The actions of a pair of people in a strong relation are also strongly shaped by a set of mutual expectations. And in a complex relation, there can be a large number of possible equilibria. Furthermore, while a pair might intentionally change their equilibria more easily than can a hundred, such change is may still be hard. Accidental changes, in contrast, may happen often.
We are quite picky about starting new romantic relations, and wait for unusually positive signals before doing so. We then approach our new romances with many diverse expectations drawn from songs, movies, etc., as well as from our family and prior romances. We also care a lot about the details of our partner’s motives and intentions, and their expectations of those in us, even though these things are hard to see.
We can thus fall into a wide range of initial relation equilibria, especially at first, when we know the least about each other. Also, we seem to follow norms of trying to see the best in new relations, and trying to at least not contradict our partner’s initial interpretations of us. And we often misinterpret random changes in our partner’s energy, mood, or focus as signs about their changing attitudes toward us.

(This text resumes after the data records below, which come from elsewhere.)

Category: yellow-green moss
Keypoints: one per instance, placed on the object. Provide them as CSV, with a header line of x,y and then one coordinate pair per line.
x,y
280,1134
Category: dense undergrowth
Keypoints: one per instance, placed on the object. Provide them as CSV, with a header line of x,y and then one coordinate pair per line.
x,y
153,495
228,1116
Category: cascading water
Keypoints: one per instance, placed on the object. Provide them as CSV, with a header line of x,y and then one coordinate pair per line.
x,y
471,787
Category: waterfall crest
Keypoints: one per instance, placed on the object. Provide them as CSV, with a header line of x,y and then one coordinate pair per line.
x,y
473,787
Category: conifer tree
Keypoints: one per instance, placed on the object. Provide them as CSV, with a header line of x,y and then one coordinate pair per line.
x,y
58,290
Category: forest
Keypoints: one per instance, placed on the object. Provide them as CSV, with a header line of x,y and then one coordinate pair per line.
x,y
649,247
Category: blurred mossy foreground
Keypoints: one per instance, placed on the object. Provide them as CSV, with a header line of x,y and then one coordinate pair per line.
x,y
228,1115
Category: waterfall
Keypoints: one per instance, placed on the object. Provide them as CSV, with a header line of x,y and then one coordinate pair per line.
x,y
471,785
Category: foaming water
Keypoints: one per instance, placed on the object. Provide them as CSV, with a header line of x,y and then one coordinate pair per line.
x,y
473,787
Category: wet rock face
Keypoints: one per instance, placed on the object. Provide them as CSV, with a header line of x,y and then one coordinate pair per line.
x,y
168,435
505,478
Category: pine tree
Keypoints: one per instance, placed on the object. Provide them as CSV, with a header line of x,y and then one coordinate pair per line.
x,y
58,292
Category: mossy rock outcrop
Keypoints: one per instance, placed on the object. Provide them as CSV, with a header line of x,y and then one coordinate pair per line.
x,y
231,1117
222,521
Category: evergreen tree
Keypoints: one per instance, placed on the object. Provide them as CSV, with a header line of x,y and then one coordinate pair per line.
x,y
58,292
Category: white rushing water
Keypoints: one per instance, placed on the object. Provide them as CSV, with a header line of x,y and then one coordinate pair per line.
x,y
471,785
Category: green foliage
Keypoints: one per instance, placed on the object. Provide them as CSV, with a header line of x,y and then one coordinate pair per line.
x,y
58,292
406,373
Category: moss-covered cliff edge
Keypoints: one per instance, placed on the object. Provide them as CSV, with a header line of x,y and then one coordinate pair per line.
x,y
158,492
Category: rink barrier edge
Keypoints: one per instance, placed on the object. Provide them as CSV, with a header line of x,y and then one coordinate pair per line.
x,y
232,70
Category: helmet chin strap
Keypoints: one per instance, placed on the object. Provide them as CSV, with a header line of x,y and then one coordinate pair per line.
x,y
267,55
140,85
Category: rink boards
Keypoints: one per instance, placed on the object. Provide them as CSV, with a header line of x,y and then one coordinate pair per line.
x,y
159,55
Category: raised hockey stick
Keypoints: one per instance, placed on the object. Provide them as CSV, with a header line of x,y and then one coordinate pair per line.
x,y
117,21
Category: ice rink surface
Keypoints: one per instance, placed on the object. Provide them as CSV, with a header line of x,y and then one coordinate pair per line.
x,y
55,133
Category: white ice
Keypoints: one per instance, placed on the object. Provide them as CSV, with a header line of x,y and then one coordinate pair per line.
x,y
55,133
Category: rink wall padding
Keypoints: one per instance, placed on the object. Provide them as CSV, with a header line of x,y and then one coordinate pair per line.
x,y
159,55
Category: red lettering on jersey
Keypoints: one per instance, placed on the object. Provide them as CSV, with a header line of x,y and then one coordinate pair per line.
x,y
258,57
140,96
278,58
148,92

Random features of further interactions may suggest new or refined interpretations, which we may then also try to accommodate. In this way, a relation may drift through many equilibria over the course of a few years. How that relation is experienced by those partners also changes as equilibria change. And since the initial interaction vibe was selected for being unusually good, the changes after that will on average be bad. Until the relation seems to someone too hopeless to continue, and they break up.
You may have vivid memories of how your past romances went bad over time, even though the two of you didn’t actually change much over that period, You might remember how the two of you repeatedly fell into different interaction vibes, yet had little idea of why, or of how to move to better vibes.
If you can see how hard it is for a couple to manage the drift of their pairwise culture, you might get how much harder it is for a CEO to steer his or her corporate culture away from drifting into dysfunction and bankruptcy over time. Or for our world monoculture to prevent its decline into maladaption. In all three cases, selection is the main force limiting decay. So if our world monoculture is undergoing little selection, it is likely also drifting into maladaption.
Added 21Mar: Relation decay has been measured empirically.
Interesting take. It sounds though like you're saying less that selection pressures are playing a role in relationship decline and more that relationships are naturally initiated at a relative high point and thereafter often dissolved when the relationship returns to the mean. I hadn't considered it that way and it's certainly an intriguing thought to apply to something like the rise and fall of empires.
I'm not sure that's all there is to it though. There's an old joke that I've long found has a kernel of truth to it: "A woman marries a man believing that he'll change; a man marries a woman believing that she won't. Often, neither are correct." Given that divorces are overwhelmingly initiated by the wife, I'm inclined to think an awful lot of relationships started in an overlap state of what he considered an acceptable ceiling and she considered an acceptable floor and end when she realizes this fact.
Just random thoughts though. Good article, very thought provoking.
This is so serendipitous - I was just thinking about how an issue more generally is that with post-modernist thinking, we are more inclined to change our strategies situationally. While this is a great vehicle for critique, it also means that partnerships are not indexing on the same strategies. This, in effect, means we are unable to promote accountability, learn and make progress. Shared strategies only work if they are in fact, shared!